It’s hard to be excited about another linebacker, more defensive lineman, and several blocking role-players on offense.
Then again, success isn’t always sexy.
Take the Dallas Cowboys for example—or the Oakland Raiders. Sexy picks, potential “impact players,” and year-after-year, both franchises routinely sit on the couch in January.
A quick Google search of the term “Ravens 2014 Draft” will feature attempts subjecting the Ravens’ draft to a standard system of gradation.
Grading the NFL Draft is as effective as drinking perfume because it smells like it would taste great. It’s irrelevant in the grand scheme of things.
Back in 1996, the Ravens received Cs and Ds for passing up Lawrence Phillips and opting for Johnathan Ogden. The team was ridiculed for blowing its second first-round pick in that same draft on a linebacker who was deemed too small to be an impact player.
Looking back, nearly two decades later, it’s safe to say that both of those players turned out pretty well, alas voiding the premature “expert grades.”
Earlier today, on The Happy Hours, Nestor talked at-length about this very topic. Perhaps the most important point he made was that of drafting Joe Flacco. Like he mentioned, when you land a Super Bowl, All-Pro-caliber quarterback in the first round, as a team, you’ve had a pretty good decade.
When you look for comparisons, since the Ravens drafted Joe Flacco in the first round of 2008, teams like the Browns have landed multiple quarterbacks to try and fill the void left by striking out on Brady Quinn in the first round, just one year prior to Flacco’s class.
Now, if you want to hammer teams like the Browns off-the-bat, it’s probably within the realm of possibility that you’ll turn out to be right—but that doesn’t mean you’re a NFL Draft expert—it means you’re smart enough to look at the writing on the wall.
The same can be said for Jacksonville, who reached up to grab quarterback Blake Bortles with the third overall selection. I’ve seen the Jaguars subjected from Fs to As, based on whether or not pundits and pinheads believe Bortles is the next Big Ben, or another abysmal signal caller cut from the same cloth as Blaine Gabbert.
Looking back at the Ravens drafts over the last 10 years, it’s safe to say that there hasn’t been a year full of total misses. Even the 2010 draft, as disappointing as it turned out to be, still landed Art Jones—who recently signed a Pro-Bowl caliber contract in Indy, and Dennis Pitta, an integral part of the Ravens’ Super Bowl run in 2012.
Perhaps the idea should be to grade teams in five year blocks. It seems a lot more realistic and accurate.
Over the last five years, present draft excluded, the Ravens have landed arguably 13 starting-caliber players. 13 starters in five years isn’t a bad number—as it pans out to drafting two potential starters per draft. Realistically any front office would take that in a heartbeat.
This year’s draft is really more of the same. Quality talent with potential to play significant roles.
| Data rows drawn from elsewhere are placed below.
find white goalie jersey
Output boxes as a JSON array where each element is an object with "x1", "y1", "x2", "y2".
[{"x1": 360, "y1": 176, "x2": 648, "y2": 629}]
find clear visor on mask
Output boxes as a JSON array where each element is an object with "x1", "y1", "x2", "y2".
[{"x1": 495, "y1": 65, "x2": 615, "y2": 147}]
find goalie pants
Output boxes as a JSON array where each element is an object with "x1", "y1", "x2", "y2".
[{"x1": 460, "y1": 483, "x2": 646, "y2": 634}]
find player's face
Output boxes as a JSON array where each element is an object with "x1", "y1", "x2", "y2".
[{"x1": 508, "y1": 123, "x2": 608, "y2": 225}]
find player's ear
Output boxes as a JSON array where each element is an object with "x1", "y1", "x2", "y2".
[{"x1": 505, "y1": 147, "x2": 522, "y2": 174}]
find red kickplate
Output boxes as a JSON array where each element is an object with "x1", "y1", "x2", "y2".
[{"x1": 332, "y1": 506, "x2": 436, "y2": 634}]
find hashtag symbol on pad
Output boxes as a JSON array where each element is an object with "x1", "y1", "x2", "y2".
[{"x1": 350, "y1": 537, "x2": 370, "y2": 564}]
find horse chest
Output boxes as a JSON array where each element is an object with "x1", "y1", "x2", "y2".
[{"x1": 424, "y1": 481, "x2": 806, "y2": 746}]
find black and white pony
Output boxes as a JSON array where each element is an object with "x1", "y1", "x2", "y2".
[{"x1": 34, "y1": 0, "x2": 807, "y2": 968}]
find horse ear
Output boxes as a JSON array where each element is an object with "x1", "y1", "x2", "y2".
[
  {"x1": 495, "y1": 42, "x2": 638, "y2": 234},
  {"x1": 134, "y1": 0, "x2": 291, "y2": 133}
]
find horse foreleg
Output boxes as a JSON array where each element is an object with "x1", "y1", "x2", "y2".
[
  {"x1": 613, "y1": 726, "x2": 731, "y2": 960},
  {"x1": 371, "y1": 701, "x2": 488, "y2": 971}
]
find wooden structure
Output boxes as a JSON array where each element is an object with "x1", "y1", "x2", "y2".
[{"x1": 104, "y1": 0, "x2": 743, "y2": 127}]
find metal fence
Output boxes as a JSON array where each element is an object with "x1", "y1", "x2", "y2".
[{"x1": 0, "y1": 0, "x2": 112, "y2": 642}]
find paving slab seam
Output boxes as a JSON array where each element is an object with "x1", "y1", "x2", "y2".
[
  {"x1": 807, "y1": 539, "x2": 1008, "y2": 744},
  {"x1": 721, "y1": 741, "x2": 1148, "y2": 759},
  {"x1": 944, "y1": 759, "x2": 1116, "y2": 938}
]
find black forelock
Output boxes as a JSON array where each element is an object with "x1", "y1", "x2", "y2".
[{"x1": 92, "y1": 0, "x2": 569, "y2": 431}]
And, like I mentioned at the top, there’s nothing sexy about role-players.
Arguably, success and sexy might be mutually exclusive—and if that’s the case, I’ll take success every time.
If drafting more role-players and making boring, un-sexy picks is what it takes to continue to compete with the elite teams in the league, that’s perfectly OK.
Even though many fans might be jazzed up over their team’s sexy picks in May, it’s much more fun to be excited and jazzed up in January.